Bulk operation failing to index first document without attachment field

russinholi · August 12, 2020, 7:08pm

Hi all I'm using Elasticsearch 7.8 and I'm having an weird situation while using bulk operation to index some documents, that might have or not attachment the them, like if run the following command:

curl -X POST "localhost:9200/_bulk?pretty" -H 'Content-Type: application/json' -d'
{"index":{"_id":"1","_index":"t1"}}
{"active_user":false,"content":"Something I wrote", "document_id":"1","topic":"Test1"}
{"index":{"_id":"2","_index":"t1'"}}
{"active_user":false,"content":"Something I wrote", "document_id":"2","topic":"Test2"}
{"index":{"_id":"3","_index":"t1'","pipeline":"attachment"}}
{"data":"<BASE64ENCODEDPDFFILE>", "document_id":"3","topic":"Test PDF"}
`

I get this error on ES log:

{"type": "server", "timestamp": "2020-08-12T19:00:50,149Z", "level": "DEBUG", "component": "o.e.a.b.T.BulkRequestModifier", "cluster.name": "docker-cluster", "node.name": "4e71dc30d5e2", "message": "failed to execute pipeline [_none] for document [t1/_doc/1]", "cluster.uuid": "3YRzz0W_RvGuSiJrIGC3GQ", "node.id": "qlGXQX8uRXum5ZGd9rdPcQ" , 
"stacktrace": ["org.elasticsearch.ingest.IngestProcessorException: ElasticsearchParseException[Error parsing document in field [data]]; nested: 
TikaException[TIKA-198: Illegal IOException from org.apache.tika.parser.pdf.PDFParser@565cd0c5]; nested: IOException[Page tree root must be a dictionary];"

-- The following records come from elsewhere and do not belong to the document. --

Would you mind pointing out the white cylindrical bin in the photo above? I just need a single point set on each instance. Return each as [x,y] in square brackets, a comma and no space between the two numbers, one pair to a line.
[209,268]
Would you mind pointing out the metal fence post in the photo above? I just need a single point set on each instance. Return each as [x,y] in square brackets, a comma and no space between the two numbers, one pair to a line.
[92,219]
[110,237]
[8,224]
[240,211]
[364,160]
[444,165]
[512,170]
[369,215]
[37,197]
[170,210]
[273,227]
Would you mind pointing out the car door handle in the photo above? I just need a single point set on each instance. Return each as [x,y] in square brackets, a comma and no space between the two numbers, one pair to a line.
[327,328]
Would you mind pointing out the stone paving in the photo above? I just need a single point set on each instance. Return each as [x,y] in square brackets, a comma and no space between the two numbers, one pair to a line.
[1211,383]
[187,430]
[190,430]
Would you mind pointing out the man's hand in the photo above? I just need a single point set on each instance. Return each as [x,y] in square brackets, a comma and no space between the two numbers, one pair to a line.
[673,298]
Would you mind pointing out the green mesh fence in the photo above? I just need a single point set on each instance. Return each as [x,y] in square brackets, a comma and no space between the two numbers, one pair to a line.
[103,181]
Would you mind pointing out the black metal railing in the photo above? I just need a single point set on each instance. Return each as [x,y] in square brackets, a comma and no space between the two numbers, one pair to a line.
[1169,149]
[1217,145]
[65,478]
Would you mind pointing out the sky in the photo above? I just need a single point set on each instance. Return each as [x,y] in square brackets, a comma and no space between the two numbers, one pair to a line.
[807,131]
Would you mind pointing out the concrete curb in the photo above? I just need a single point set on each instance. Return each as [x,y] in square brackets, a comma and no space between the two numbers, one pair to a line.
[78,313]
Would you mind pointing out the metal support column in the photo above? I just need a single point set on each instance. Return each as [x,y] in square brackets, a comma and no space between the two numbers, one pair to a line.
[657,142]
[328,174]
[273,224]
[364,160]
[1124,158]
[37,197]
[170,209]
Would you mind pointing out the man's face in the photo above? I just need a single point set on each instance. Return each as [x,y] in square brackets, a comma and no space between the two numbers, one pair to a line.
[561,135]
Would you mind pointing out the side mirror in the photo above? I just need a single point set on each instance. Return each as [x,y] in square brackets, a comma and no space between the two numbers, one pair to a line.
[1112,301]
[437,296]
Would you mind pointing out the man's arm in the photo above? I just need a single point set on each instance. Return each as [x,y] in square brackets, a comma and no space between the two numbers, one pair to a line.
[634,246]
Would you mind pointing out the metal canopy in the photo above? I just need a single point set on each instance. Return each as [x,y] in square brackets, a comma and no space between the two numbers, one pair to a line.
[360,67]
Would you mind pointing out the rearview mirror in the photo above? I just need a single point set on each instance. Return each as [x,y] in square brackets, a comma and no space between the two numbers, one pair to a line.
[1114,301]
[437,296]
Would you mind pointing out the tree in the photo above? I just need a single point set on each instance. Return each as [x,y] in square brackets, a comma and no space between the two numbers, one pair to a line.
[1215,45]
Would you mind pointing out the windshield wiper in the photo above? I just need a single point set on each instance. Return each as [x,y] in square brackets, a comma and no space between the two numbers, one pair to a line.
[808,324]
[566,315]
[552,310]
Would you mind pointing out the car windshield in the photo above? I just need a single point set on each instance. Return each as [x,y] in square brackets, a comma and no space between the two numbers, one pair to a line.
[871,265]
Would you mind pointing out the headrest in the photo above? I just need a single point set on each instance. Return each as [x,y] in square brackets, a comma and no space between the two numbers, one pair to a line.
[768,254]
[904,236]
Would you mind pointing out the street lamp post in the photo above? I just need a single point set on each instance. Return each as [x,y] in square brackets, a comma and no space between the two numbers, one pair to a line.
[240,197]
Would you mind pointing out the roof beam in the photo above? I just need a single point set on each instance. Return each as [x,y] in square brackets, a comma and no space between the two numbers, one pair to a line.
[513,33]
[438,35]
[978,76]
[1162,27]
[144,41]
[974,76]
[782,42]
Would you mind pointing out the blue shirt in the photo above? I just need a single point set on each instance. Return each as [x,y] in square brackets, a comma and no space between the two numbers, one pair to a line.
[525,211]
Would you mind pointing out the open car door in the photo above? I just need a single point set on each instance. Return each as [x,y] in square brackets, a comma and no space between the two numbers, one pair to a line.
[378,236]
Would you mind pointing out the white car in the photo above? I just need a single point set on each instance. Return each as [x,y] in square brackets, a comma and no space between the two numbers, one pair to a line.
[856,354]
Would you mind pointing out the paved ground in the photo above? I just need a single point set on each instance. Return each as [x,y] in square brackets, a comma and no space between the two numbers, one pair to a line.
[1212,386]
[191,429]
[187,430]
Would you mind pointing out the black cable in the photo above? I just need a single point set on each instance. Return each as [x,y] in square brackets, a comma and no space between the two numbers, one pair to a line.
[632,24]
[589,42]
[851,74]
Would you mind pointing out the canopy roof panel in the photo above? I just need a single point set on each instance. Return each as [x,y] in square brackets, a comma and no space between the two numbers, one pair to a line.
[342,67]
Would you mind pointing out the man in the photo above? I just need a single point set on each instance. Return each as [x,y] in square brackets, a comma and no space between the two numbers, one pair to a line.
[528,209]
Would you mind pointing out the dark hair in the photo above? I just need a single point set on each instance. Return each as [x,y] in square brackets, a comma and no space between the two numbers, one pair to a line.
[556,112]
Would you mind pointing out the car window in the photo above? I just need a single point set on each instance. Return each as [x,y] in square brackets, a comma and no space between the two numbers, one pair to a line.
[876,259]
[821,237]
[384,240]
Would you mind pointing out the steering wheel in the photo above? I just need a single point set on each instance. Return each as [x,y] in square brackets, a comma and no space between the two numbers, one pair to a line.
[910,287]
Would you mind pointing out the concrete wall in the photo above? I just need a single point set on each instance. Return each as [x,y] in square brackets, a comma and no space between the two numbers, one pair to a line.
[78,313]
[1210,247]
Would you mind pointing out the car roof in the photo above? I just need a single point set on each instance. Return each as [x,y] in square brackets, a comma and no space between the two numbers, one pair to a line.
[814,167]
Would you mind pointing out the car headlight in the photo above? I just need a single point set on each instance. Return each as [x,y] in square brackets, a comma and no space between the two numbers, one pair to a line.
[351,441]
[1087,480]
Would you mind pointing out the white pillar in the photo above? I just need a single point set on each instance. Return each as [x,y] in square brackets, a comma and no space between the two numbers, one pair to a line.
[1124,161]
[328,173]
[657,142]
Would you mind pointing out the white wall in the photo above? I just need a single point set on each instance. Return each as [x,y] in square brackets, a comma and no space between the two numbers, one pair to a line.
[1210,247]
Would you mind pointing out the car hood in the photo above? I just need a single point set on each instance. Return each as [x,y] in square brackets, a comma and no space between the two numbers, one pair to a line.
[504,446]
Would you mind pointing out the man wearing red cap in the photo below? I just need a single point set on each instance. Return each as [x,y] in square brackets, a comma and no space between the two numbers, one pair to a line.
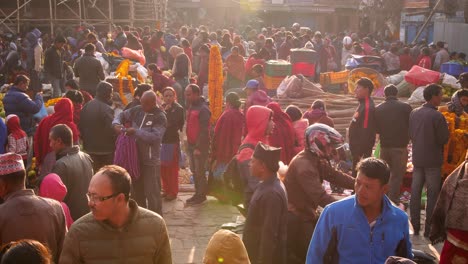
[25,215]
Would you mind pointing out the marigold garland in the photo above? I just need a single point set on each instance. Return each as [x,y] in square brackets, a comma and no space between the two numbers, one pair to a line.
[455,149]
[215,83]
[52,101]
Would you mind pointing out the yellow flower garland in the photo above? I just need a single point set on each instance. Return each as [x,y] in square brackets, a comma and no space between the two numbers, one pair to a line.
[458,143]
[215,83]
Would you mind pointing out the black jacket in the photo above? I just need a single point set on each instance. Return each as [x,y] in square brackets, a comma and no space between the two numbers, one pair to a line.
[175,122]
[198,122]
[429,133]
[392,123]
[90,71]
[362,127]
[265,227]
[96,127]
[53,62]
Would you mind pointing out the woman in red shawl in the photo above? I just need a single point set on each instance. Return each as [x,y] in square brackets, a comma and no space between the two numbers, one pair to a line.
[283,133]
[235,70]
[226,141]
[63,115]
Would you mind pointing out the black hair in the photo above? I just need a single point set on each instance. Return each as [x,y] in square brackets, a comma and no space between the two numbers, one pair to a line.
[103,90]
[258,68]
[14,178]
[120,179]
[90,47]
[62,132]
[319,104]
[440,44]
[233,99]
[141,88]
[60,39]
[91,35]
[390,90]
[426,51]
[25,251]
[154,67]
[185,43]
[20,78]
[431,90]
[366,83]
[375,169]
[462,93]
[75,96]
[294,112]
[195,88]
[73,84]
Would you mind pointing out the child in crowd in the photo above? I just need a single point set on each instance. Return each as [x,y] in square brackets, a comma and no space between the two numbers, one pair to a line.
[17,138]
[52,187]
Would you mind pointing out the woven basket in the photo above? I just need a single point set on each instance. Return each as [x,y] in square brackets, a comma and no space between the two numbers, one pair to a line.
[278,68]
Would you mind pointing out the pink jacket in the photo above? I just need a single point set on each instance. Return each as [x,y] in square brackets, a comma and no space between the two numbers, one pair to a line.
[52,187]
[300,127]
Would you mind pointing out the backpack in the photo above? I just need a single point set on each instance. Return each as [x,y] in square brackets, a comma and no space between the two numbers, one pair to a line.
[233,182]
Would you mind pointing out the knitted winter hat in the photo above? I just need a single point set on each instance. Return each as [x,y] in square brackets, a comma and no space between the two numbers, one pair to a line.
[10,162]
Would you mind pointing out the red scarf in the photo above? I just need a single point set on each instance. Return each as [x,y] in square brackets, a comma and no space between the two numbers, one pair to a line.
[14,127]
[283,133]
[227,135]
[63,115]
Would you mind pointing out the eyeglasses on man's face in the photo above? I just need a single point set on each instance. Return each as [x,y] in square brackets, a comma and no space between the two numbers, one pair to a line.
[92,197]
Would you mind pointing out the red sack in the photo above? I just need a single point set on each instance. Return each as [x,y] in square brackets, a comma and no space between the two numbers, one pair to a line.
[126,155]
[137,55]
[419,76]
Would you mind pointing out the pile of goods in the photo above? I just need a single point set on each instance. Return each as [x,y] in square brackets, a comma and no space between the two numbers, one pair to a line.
[275,72]
[377,79]
[215,83]
[303,61]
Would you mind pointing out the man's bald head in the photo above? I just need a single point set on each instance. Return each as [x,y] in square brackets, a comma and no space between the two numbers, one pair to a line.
[148,101]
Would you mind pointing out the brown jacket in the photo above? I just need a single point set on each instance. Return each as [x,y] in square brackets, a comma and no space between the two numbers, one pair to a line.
[303,183]
[142,240]
[24,215]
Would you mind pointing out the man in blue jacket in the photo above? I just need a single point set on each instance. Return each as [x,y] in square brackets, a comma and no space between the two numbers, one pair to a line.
[364,228]
[17,102]
[148,124]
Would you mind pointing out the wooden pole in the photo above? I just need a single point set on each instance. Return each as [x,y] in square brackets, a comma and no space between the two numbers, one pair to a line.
[51,18]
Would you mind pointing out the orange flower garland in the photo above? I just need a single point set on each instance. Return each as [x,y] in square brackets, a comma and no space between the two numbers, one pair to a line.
[215,83]
[455,149]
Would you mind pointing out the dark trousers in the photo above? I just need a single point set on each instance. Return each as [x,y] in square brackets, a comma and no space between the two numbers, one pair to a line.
[147,189]
[300,233]
[198,168]
[433,179]
[396,159]
[358,154]
[101,160]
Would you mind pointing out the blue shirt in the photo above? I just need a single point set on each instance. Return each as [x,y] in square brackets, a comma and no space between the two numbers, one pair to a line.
[357,241]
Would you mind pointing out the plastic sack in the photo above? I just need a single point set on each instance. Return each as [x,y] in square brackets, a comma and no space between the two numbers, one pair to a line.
[104,63]
[449,80]
[405,89]
[397,78]
[142,71]
[134,55]
[41,114]
[417,96]
[420,76]
[126,155]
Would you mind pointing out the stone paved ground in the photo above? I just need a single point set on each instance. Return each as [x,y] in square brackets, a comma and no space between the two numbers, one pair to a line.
[190,228]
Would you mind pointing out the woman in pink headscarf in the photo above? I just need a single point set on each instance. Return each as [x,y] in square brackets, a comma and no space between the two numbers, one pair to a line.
[283,133]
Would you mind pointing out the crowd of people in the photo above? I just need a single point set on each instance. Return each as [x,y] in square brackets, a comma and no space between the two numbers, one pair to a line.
[102,172]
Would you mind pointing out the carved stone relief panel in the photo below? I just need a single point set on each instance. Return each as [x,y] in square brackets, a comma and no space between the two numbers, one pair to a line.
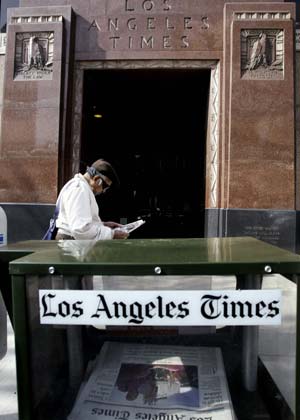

Except for the first document the others 2 are indexed successfully, and it seems like it's waiting a "data" field on the first document, but if I remove the first document the second one raised the same error.

And if I index the first document separated alone on another bulk operation it gets indexed normally.

So it seems to be a problem mixing attachments with other documents.

Can someone help me to understand what I'm doing wrong?

dadoonet · August 12, 2020, 7:56pm

IMO this should be reported as a bug. We should not send an empty content to Tika.

That being said, you can add a on_failure parameter to your pipeline to catch the exception and index the document as is. See https://www.elastic.co/guide/en/elasticsearch/reference/7.8/handling-failure-in-pipelines.html

Christian_Dahlqvist · August 12, 2020, 7:57pm

This is as far as I can tell an existing bug.

dadoonet · August 12, 2020, 8:01pm

Ha right. My answer is wrong

system · September 9, 2020, 8:01pm

This topic was automatically closed 28 days after the last reply. New replies are no longer allowed.